The poetaster crossed his legs, leaned back in his chair, thrust an eyeglass into his eye, and turned over the pages of the paper volume which he had been carrying. Aaron Rodd followed his example. The poet, entirely unembarrassed, eyed hungrily each covered dish which passed. At the arrival of the meal, Harvey Grimm solemnly pocketed his book and replaced his eyeglass. Aaron Rodd went on reading for a moment. Then he glanced surreptitiously at their guest and laid his volume face downwards upon the table.

"Your poems, I perceive," Harvey Grimm observed, as he helped himself to a potato, "are not written for the man in the street."

"They are written," the poet declared, falling hungrily upon his chop, "for any one who will pay eightpence for them."

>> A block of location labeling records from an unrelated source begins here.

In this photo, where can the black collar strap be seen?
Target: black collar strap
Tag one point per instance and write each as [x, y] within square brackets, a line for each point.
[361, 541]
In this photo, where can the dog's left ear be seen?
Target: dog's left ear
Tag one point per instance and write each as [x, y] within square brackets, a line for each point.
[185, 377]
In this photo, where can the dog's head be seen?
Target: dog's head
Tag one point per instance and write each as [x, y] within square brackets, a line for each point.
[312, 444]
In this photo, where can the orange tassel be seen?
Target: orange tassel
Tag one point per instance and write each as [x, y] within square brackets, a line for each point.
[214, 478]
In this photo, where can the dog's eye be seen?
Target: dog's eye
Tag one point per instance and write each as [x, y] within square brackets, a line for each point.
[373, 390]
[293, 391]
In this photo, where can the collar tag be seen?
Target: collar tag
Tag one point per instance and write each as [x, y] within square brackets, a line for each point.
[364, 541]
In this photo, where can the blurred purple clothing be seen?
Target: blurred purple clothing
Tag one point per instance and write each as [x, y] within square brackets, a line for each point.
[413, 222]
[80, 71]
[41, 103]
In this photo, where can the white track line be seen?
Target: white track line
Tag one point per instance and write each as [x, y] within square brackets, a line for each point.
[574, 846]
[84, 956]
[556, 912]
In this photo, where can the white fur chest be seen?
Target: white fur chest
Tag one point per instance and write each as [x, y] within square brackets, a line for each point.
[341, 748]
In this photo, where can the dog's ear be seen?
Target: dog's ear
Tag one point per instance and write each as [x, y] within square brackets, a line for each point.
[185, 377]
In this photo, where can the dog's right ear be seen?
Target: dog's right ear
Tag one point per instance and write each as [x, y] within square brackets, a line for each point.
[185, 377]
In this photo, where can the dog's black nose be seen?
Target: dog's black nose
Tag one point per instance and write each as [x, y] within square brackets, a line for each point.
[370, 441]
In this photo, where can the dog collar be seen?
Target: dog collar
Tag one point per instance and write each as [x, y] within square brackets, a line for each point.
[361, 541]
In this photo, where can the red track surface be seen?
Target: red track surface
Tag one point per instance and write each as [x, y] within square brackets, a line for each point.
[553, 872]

Conversation faded away. It was not until the service of coffee and cigars that anything more than disjointed words were spoken. The young man's face was still colourless but his eyes were less hard. He took out his pencil and toyed for a moment with the menu.

"Some little trifle," he suggested, "commemorative of the occasion?"

"I would rather," Harvey Grimm confessed, "think out some scheme for advertising your work. There's a little thing here about a lame 'busman——"

"Any scheme you suggest," the young man assented dreamily. "I frankly admit that the dispersal of my productions is a matter in which I have failed. The appreciative few may have purchased but the man of the day passes on, ignorant of the great need he really has of poetry. Ten thousand copies of my poems, sold in London, would produce at once a more gracious spirit. You would observe a difference in the deportment, the speech, the greater altruism of the multitude. How shall I force my works into their hands and their eightpences into my pocket?"

"Fourpence only," Aaron Rodd reminded him. "The publishers get half."

"In the event of a large circulation," the poet pointed out, with a wave of the hand, "better terms might be arrived at. You, as a legal man, can appreciate that possibility."

"There is only one idea which occurs to me," Harvey Grimm declared, after a brief pause. "Come and we will make an experiment."